New research released by FIS, a leading financial services technology firm, has found financial fraud growing substantially since last year, with the share of victims doubling to 37% of respondents, and all age segments falling victim to fraudsters. FIS’ fifth annual PACE report highlights that Indians have embraced digital transactions, but they are yet to learn the do’s and don’ts of sharing personal information, with social engineering and phishing emails are rampant.
There is a dramatic correlation in India between adoption of mobile apps and digital payments and increasing rate of financial fraud. Close to 96% of Indians who fell victim to financial fraud during the last year had switched to mobile apps and digital payments from cash as mode of payment. Some of the other interesting findings are:
Mobile apps drive innovation
Banks can no longer treat branches as their only channel to provide personalised service and engage customers. Mobile apps now serve as the digital “face” for many banks, and a record 41% of bank interactions are now performed via mobile device. Mobile has become the default banking channel across all age groups. Looking ahead, Indian consumers want banks to invest in password-free and biometric-based banking, voice banking and wallets.

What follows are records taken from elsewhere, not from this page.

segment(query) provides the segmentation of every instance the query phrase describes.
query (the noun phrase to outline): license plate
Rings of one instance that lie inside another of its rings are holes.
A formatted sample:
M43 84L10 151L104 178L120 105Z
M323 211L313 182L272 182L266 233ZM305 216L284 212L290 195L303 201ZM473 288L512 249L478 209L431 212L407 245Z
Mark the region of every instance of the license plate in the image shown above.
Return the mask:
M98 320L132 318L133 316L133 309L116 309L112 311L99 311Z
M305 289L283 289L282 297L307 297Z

Mobile payments go mainstream
While cash and cards are still the preferred way to pay, mobile payments are rapidly gaining traction, especially among Gen Y (18-26 age group) who are a prime audience for banking providers. In fact, India is far ahead of the US, the UK and Germany in mobile payment adoption. Mobile wallets that offer cash back and other incentives, are also spurring adoption. UPI 2.0 is also a boon for merchants, as it supports the use of an overdraft account and the verification of invoices prior to payments, moving mobile payments squarely into the small and medium enterprise segment.
Public sector banks leap ahead in customer satisfaction
Customers of top 50 global banks and private sector banks are less satisfied than they were in 2018. However, public sector banks—traditionally seen as slow to react —saw their proportion of “extremely satisfied” customers climb considerably, rocketing from the worst-performing category to the best.